This is the strategy employed by Sheriff Jerry Larpenter of Terrebonne Parish.

https://www.washingtonpost.com/news/volokh-conspiracy/wp/2016/08/30/louisiana-sheriff-jerry-larpenter-illegally-uses-criminal-libel-law-to-unmask-a-critic/?utm_term=.e2a1770cf5a0

When a local blogger posted critical stories about him and his political cronies, the good sheriff of Terror-Bonne got a friendly judge (who must’ve received his law degree from eBay) to sign off on a search warrant whereby Larpenter could conduct a raid on the blogger’s home.

All the offending blogger, who obviously was a dangerous criminal on a par with John Dillinger, Willie Sutton, and Bonnie and Clyde, had done was illustrate how the family tree of Terror-Bonne elected officials has no branches—that it’s all just one main trunk, sucking the life out of everything around it.

Deputies seized his laptops and about anything else they could lay their hands on in an attempt to discourage him from writing further disparaging comments about the fine public servants of Terror-Bonne, the First Amendment to the U.S. Constitution notwithstanding.

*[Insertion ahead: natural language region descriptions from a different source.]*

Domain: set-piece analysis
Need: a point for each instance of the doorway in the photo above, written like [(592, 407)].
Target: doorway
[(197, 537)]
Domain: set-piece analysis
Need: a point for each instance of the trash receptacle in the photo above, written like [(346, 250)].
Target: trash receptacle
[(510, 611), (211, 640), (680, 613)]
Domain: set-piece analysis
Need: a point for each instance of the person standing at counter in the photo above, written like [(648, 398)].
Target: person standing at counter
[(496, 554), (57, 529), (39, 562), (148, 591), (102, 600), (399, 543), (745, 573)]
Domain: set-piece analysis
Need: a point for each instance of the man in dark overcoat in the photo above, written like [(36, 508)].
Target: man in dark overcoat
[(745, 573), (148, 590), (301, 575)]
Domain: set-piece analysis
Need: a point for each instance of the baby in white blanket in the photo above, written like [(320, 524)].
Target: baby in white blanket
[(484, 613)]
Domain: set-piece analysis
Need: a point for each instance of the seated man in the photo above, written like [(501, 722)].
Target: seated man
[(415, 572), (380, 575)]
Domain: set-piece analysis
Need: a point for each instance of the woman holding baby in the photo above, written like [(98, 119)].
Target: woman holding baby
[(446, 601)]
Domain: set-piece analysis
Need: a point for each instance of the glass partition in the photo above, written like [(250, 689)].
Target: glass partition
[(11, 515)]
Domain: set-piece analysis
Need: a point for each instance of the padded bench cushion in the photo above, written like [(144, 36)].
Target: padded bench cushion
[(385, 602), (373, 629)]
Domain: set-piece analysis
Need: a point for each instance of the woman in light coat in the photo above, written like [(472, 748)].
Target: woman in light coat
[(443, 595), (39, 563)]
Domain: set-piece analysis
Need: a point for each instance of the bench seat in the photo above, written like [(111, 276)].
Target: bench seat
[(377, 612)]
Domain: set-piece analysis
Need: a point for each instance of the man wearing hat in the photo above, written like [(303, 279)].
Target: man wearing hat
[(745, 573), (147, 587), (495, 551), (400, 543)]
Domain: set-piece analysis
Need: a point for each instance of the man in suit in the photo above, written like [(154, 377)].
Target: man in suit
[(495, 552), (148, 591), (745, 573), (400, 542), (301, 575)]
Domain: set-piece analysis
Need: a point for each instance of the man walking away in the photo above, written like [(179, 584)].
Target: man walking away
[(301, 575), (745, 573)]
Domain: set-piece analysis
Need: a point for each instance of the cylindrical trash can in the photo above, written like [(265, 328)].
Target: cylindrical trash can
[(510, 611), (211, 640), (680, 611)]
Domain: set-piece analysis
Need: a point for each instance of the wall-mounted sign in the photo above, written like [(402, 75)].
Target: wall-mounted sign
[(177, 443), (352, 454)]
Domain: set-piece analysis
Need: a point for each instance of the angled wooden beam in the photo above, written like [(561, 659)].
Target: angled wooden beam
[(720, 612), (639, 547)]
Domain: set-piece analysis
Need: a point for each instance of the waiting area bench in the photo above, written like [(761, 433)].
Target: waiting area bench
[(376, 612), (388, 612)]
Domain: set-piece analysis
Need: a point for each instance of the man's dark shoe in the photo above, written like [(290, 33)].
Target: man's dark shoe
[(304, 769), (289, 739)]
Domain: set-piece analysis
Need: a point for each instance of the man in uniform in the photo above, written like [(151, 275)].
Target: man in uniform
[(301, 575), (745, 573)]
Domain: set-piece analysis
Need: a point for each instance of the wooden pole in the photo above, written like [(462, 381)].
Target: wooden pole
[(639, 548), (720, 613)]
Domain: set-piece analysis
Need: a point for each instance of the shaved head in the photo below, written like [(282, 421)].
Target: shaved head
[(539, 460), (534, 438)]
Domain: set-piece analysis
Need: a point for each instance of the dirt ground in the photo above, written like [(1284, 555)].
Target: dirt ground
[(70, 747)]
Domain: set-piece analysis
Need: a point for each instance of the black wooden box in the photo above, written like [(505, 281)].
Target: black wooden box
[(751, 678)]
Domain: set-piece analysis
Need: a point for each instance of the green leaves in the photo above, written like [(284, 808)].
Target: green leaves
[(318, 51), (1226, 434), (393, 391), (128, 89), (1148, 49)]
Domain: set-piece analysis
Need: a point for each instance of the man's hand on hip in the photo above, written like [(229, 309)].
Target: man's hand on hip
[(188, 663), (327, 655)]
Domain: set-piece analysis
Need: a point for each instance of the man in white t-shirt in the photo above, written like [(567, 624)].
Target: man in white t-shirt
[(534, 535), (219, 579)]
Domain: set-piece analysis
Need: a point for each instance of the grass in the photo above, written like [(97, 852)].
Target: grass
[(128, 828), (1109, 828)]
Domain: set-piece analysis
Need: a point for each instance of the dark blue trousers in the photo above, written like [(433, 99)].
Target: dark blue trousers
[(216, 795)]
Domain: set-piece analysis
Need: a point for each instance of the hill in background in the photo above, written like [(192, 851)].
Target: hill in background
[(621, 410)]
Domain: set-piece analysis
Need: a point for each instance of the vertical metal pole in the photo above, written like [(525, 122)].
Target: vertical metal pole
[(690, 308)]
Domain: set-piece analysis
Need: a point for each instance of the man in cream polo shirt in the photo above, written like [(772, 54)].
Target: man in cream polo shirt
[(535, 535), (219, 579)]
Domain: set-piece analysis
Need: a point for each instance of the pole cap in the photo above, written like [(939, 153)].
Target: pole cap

Of course, a federal judge quickly ruled the raid unconstitutional and gave Larpenter a stern lecture on Civics—not that it did any good.

And then there’s the second approach:

  • BLAPP (Blowhard’s Letter Against Public Participation).

With this method, a public body like, say, the Gravity Drainage District 8 of Calcasieu Parish, has an attorney, say Russell Stutes, Jr., to write a nasty letter to a citizen, say, Billy Broussard, who had performed extensive work for the drainage district for which he was not paid following Hurricane Rita, threatening Broussard with jail time if he persisted in making public records requests. https://louisianavoice.com/2016/12/05/hurricane-cleanup-contractor-threatened-by-attorney-over-requests-for-public-records-from-calcasieu-drainage-district/

Stutes wrote that all Calcasieu Parish employees “have been instructed not to respond to any additional requests or demands from you associated with the project,” neglecting for the moment that any citizen has a right to request any public record and that it is patently illegal for a public official, i.e., the custodian of the records, to ignore a legal request.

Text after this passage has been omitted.